I use a lot of Erik’s Glimmer stuff in my “Interactive Dreaming” game and in one case I already have an instance of an object disappearing from view when being taken. In that case all I do is loop between one version of the image with the item and one without (no layering used). The game is still in early stages though due to working on another project and also needing to get out and take still pictures of locations I envisioned for the game.
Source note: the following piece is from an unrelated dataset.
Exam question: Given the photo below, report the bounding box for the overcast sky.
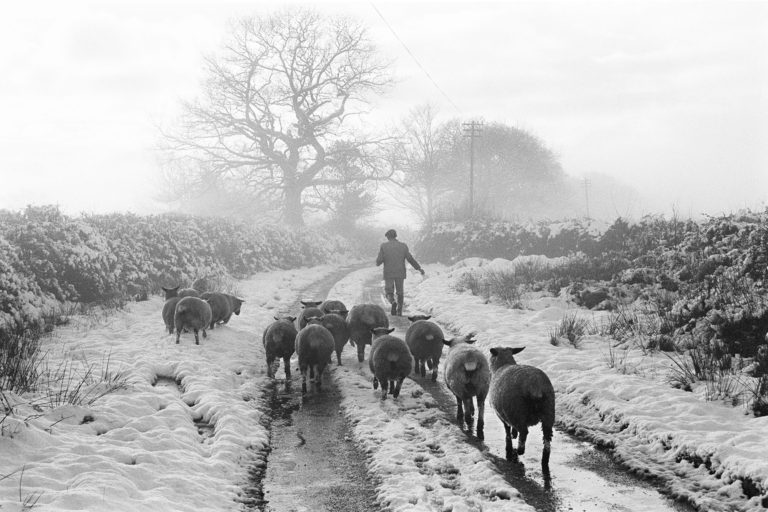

The problem with using multimedia in your game is you need to consider how effectively your game is handled in alternate environments. Take ADRIFT, for example. It has a limited ability to display images and play sounds. However, what if someone tries to run a game in one of the unofficial web runners for ADRIFT? Will the images display? Will your sounds play?

Quest has possibilities on this line because it’s designed to do these very things.

I’ve also seen Inform games with embedded html links so you can click a link in a game running in Parchment and it pops up an image from a web resource.

These sorts of things are improving. But it’s definitely something to consider if you want your game available to the widest possible audience.

I might be able to help out. Shoot me a PM with details about what you’re looking for and we’ll discuss. :slight_smile:

Which version of Runner are you using?